Comparing Performance After Secondary School
When IMP was first conceived, it was felt that students who had had four years of IMP should be followed after high school, whether they went on to college or directly to the work force. It was hoped that their performance could be compared to that of students who had gone through a traditional mathematics program. Therefore, random samples were taken of IMP and non-IMP students graduating in 1994 from the first four high schools using the fourth-year curriculum.

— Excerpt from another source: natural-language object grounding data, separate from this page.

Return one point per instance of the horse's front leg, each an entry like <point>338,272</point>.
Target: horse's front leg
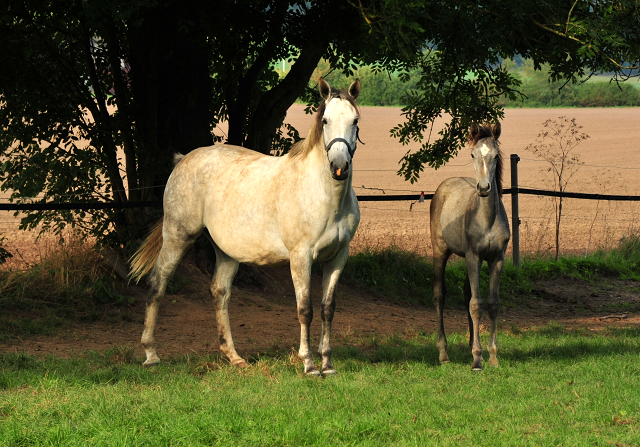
<point>301,275</point>
<point>439,293</point>
<point>493,307</point>
<point>331,273</point>
<point>226,268</point>
<point>473,263</point>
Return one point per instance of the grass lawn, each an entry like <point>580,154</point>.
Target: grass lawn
<point>553,387</point>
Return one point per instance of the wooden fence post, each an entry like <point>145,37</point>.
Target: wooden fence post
<point>515,218</point>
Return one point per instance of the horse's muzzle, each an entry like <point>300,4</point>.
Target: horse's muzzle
<point>340,172</point>
<point>483,191</point>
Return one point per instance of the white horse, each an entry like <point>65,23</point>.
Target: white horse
<point>265,211</point>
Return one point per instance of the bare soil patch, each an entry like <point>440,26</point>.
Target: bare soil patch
<point>264,317</point>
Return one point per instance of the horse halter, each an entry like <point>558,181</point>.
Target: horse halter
<point>337,140</point>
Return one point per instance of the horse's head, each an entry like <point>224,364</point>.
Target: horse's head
<point>339,126</point>
<point>487,158</point>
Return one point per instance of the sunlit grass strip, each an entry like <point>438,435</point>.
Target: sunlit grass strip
<point>552,387</point>
<point>403,276</point>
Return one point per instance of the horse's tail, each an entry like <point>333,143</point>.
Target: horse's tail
<point>146,256</point>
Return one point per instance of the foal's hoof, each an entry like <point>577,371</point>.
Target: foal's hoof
<point>240,363</point>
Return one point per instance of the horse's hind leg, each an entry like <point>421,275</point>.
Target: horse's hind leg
<point>172,251</point>
<point>439,292</point>
<point>226,268</point>
<point>493,307</point>
<point>331,273</point>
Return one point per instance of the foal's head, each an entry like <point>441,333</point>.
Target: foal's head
<point>487,157</point>
<point>338,118</point>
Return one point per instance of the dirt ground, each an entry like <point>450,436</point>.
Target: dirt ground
<point>265,316</point>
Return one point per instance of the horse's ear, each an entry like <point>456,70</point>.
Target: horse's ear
<point>324,88</point>
<point>474,130</point>
<point>495,130</point>
<point>354,89</point>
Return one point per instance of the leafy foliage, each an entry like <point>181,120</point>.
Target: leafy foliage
<point>464,42</point>
<point>97,96</point>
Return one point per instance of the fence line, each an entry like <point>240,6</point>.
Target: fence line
<point>514,191</point>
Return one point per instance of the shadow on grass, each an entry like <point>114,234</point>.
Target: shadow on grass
<point>552,343</point>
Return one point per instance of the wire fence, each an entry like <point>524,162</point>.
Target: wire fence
<point>55,203</point>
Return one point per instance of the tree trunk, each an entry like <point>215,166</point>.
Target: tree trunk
<point>272,107</point>
<point>171,88</point>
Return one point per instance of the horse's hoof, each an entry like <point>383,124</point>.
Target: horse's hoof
<point>151,363</point>
<point>240,364</point>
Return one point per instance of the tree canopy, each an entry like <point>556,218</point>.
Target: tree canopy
<point>97,95</point>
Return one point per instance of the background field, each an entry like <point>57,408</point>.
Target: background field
<point>612,166</point>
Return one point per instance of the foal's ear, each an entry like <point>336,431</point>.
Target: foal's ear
<point>474,130</point>
<point>354,89</point>
<point>495,130</point>
<point>324,88</point>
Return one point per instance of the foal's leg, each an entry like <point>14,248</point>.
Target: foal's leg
<point>301,275</point>
<point>493,307</point>
<point>226,268</point>
<point>439,292</point>
<point>466,291</point>
<point>473,263</point>
<point>173,248</point>
<point>331,273</point>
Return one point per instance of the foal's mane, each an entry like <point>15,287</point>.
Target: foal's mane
<point>484,131</point>
<point>303,147</point>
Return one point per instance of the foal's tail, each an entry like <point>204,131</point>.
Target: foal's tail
<point>146,256</point>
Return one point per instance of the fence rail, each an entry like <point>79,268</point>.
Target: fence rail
<point>514,191</point>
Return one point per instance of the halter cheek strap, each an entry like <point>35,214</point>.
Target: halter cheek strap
<point>342,140</point>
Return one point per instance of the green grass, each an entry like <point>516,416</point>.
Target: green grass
<point>553,387</point>
<point>403,276</point>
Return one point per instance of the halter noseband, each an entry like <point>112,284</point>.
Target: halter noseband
<point>337,140</point>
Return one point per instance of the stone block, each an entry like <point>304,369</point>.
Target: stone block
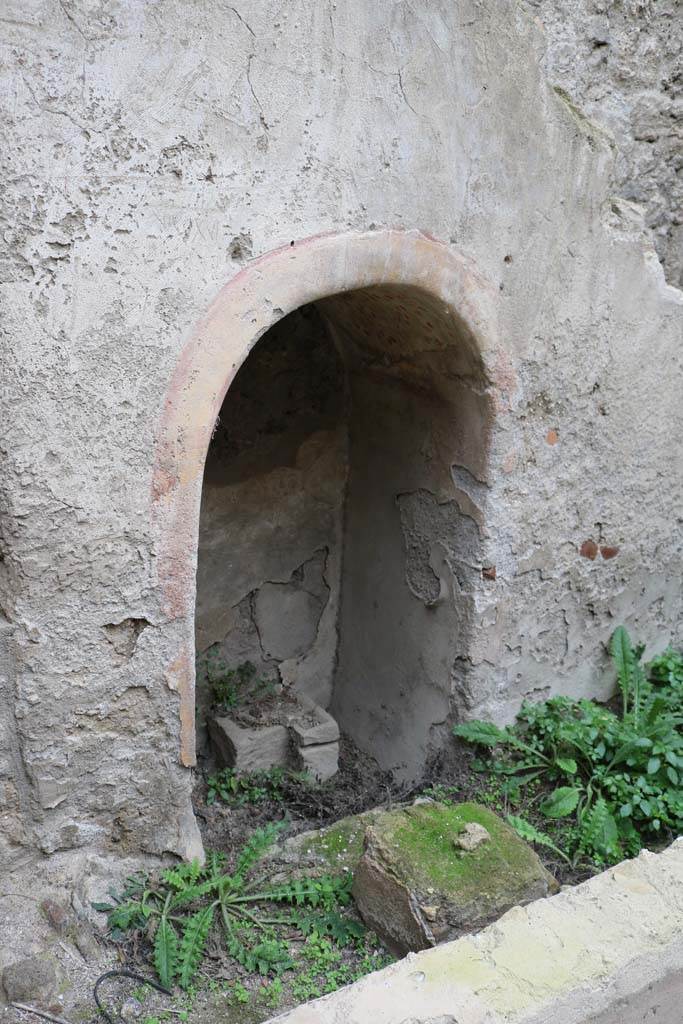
<point>250,749</point>
<point>427,875</point>
<point>315,725</point>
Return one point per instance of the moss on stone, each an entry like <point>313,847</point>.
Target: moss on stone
<point>418,845</point>
<point>340,846</point>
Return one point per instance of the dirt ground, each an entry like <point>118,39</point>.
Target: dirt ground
<point>224,991</point>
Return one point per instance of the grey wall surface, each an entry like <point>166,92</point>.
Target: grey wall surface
<point>269,543</point>
<point>150,151</point>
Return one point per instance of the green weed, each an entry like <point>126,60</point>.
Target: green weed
<point>616,777</point>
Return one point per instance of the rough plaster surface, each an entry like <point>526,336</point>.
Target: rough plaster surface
<point>622,62</point>
<point>152,150</point>
<point>270,525</point>
<point>608,951</point>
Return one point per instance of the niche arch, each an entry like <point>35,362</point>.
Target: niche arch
<point>409,309</point>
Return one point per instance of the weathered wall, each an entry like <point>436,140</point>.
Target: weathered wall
<point>621,61</point>
<point>608,951</point>
<point>150,148</point>
<point>269,542</point>
<point>418,415</point>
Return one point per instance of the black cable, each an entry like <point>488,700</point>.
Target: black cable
<point>123,974</point>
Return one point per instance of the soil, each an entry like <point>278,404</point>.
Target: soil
<point>224,990</point>
<point>360,785</point>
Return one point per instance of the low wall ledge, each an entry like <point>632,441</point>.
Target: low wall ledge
<point>607,951</point>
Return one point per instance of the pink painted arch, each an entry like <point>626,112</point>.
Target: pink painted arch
<point>266,290</point>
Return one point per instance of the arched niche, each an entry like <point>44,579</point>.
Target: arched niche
<point>411,323</point>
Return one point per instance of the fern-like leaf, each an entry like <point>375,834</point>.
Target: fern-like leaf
<point>530,834</point>
<point>166,952</point>
<point>257,845</point>
<point>343,930</point>
<point>191,947</point>
<point>624,657</point>
<point>599,834</point>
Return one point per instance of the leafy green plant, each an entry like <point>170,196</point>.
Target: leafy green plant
<point>180,907</point>
<point>619,776</point>
<point>230,687</point>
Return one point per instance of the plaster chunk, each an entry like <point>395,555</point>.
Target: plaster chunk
<point>322,761</point>
<point>250,749</point>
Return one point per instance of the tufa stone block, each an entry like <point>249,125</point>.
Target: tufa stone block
<point>416,889</point>
<point>322,762</point>
<point>250,749</point>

About 200 of these students were interviewed during Spring 1994. However, these students no longer represented a random sample since not all students selected agreed to participate. In the non-IMP group there was an over representation from the suburban high school (59%) and an under representation from the inner-city high school (17%). In addition, a disproportionate number of respondents (27%) had been accelerated into geometry as 9th graders. None of the IMP students were from that accelerated group when they entered high school. Given the profile of the non-IMP students responding, that group could not be used as a valid control group to measure achievement in college.